Though they’re rarely seen apart at poetry events, they swear they’re just friends. “David is not my type,” Ciara says, “because I know him personally; I know he has these shifts in attitude.” She doesn’t like the way he mouths off sometimes, and his love of trendy clothing gets on her nerves. But she also says they’re too much alike: “We think too much the same; we always jinx, say the same thing at the same time. I don’t like that.” They have an agreement about certain key words that one or the other has claimed. (“Haven” is Ciara’s. So is “configuration.”) “He’s gotta ask me, is this your word?” Ciara says, laughing. “I look at him like, yep, that’s my word, take it out!”
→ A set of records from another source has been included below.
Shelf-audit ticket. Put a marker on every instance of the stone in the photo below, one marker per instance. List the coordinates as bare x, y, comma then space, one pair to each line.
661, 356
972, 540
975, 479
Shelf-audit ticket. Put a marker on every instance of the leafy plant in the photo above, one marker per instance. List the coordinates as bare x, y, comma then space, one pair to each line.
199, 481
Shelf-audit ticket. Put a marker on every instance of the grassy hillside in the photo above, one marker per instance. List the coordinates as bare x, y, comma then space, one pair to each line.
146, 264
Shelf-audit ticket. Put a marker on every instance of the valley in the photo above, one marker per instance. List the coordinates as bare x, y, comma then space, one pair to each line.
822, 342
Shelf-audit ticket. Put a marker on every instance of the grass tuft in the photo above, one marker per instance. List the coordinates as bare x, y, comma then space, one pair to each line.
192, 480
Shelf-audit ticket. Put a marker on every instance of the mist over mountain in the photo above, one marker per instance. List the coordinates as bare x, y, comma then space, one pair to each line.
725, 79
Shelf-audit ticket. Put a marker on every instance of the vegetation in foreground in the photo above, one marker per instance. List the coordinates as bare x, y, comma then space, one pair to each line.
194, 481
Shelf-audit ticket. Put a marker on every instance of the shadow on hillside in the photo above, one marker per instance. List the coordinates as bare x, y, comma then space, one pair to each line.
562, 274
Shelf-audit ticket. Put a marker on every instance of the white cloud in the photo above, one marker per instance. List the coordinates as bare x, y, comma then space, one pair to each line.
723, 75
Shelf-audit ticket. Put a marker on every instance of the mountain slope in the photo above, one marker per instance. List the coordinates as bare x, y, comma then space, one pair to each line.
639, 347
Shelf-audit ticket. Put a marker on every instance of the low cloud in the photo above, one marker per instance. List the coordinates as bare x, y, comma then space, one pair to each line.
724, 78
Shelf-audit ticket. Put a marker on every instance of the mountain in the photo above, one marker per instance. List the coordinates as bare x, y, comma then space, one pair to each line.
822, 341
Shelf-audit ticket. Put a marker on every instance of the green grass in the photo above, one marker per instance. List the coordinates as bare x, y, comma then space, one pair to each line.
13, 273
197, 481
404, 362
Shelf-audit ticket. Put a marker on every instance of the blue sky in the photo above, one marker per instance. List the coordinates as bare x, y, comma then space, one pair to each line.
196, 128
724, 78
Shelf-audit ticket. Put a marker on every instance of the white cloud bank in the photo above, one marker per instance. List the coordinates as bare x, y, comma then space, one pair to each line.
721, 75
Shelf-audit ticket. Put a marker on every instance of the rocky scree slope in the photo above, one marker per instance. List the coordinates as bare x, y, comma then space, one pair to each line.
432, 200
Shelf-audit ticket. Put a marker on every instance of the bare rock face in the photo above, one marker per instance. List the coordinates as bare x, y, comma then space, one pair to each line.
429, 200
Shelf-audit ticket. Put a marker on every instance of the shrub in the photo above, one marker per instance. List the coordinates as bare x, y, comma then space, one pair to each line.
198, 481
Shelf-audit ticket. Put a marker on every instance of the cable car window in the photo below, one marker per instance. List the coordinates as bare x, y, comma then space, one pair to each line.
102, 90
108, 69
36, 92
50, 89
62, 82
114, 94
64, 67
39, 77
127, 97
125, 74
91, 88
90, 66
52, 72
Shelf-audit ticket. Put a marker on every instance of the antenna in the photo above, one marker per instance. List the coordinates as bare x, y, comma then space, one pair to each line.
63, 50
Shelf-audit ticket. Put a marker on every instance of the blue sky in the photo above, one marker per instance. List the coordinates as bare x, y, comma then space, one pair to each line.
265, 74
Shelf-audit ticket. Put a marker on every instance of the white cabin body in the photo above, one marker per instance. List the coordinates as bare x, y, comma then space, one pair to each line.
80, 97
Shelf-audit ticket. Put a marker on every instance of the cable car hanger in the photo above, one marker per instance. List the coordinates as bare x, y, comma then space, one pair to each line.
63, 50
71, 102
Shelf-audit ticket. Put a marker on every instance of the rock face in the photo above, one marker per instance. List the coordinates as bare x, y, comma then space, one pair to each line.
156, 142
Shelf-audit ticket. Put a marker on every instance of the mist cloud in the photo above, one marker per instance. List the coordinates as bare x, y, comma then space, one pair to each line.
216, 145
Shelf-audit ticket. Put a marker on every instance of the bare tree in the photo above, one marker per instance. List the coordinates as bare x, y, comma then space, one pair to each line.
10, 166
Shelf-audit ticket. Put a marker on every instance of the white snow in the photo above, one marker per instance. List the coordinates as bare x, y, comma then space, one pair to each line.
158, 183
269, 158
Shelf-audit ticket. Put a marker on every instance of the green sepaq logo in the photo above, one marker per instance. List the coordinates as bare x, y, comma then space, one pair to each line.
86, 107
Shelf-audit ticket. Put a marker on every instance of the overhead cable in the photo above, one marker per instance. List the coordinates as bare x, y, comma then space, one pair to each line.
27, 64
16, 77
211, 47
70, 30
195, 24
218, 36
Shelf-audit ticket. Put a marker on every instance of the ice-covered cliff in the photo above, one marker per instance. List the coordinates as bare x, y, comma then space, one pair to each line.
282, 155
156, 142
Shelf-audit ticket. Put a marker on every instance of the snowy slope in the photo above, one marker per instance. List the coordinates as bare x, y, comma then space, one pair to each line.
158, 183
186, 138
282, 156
Betts had been slamming for years before she began coaching. She stopped competing herself to focus on writing, but she still sees slam as “a really good opportunity for kids….Performance poetry is a good way to build their confidence and get them to be confident articulating what they’re thinking to others.” During the weeks leading up to 2003’s Louder Than a Bomb, she earned the nickname “Mama” for her moral support and devotion to her students’ work, and for sometimes coming through with rides, cab fare, or a snack at McDonald’s. “She was there for us,” Ciara says, though she admits that when she first worked with Betts, she thought Betts was too strict: “If you came in late she’d stare up at that clock.” Now, she says, Betts is one of the few adults with whom she feels comfortable discussing things like crushes on boys or her fights with her mom.
David tried flattery, telling Ciara that she was the best poet he knew, “for real,” and reminding her that “holding off is your worst trait.” Only after David performed one of his pieces–“Filas,” a critique of brand consciousness and its effect on teenagers’ self-confidence–did she agree to recite “Our Nation’s Rapist,” the poem Betts referred to. David took the baby.